The metaphysical perspective that emerges is a pluralistic idealism. Reality is a society of persons: the ultimate (uncreated) Person and finite (created) persons. Reality is thus not nature but history. The natural order does not have ontological identity "outside" the ultimate Person; rather, this order is his "behavior." The laws of logic do not have privileged priority; they are constitutive of the supreme mind. In philosophy of religion, this position is idealistic theism (not theological dualism). God is a conscious Person who creates finite persons and cooperates with them in the cosmic endeavor. A human person is a context of experience capable of self-consciousness, reason, and ideal values.

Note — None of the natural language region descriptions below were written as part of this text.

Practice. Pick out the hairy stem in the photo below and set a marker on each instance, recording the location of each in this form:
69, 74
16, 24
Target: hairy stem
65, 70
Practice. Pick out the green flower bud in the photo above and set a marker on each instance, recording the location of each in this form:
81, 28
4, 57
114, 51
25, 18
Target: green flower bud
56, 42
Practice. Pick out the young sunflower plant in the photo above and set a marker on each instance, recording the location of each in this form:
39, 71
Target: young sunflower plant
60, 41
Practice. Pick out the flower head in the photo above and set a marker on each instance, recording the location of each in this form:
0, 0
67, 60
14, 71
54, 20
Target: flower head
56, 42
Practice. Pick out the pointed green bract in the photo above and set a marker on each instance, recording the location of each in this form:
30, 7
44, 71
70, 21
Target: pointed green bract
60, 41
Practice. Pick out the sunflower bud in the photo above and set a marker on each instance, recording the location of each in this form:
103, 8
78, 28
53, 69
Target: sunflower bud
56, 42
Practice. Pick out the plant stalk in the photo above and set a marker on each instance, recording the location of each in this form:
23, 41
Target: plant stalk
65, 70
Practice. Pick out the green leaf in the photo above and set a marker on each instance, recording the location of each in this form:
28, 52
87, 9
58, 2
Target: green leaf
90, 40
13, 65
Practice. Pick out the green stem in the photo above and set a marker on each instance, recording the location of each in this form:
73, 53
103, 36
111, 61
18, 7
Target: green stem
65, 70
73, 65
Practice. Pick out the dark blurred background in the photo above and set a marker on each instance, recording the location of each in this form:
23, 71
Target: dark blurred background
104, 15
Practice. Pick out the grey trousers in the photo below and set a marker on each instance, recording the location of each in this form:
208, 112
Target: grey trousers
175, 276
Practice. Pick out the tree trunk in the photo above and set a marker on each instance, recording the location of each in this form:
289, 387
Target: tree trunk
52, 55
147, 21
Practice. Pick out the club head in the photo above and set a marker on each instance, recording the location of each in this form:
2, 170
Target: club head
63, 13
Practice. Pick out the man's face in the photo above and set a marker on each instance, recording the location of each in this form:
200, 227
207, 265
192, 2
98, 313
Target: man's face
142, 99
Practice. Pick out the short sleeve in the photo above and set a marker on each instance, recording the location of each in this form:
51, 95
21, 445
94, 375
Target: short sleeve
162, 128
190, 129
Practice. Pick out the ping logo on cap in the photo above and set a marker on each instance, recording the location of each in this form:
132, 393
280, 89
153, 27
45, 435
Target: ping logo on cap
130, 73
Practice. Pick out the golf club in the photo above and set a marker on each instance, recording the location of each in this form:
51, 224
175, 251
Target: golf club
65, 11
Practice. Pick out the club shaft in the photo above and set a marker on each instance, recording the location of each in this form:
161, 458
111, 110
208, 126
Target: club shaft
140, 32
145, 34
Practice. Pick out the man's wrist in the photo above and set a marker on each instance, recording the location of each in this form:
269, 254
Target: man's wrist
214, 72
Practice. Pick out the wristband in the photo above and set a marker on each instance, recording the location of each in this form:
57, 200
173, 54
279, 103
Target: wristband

Brightman is probably most widely known for his controversial treatment of the problem of evil. He argued that the power of God is limited by nonrational conditions (the Given) within the divine nature that God's will neither created nor approves. God maintains constant and growing, though never complete, control of the Given.
Brightman's chief works are Introduction to Philosophy (New York: Henry Holt, 1925; revised editions, 1951 and 1963, the latter edited by Robert N. Beck); The Problem of God (New York: Abingdon Press, 1930); The Finding of God (New York: Abingdon Press, 1931); Moral Laws (New York: Abingdon Press, 1933); A Philosophy of Religion (New York: Prentice-Hall, 1940); Nature and Values (New York: Abingdon-Cokesbury Press, 1945); Person and Reality (edited by Peter A. Bertocci in collaboration with Jannette E. Newhall and Robert S. Brightman [New York: Ronald Press, 1958]). A selected bibliography of his philosophical writings, including some 200 monographs and articles in addition to books, may be found in Person and Reality, pp. 367–370, or in the Brightman Memorial issue of Philosophical Forum 12 (1954): 22–28.
For references to discussions of Brightman's influence, see Peter A. Bertocci, "Edgar S. Brightman—Ten Years Later," in Philosophical Forum 20 (1962/1963): 3–10.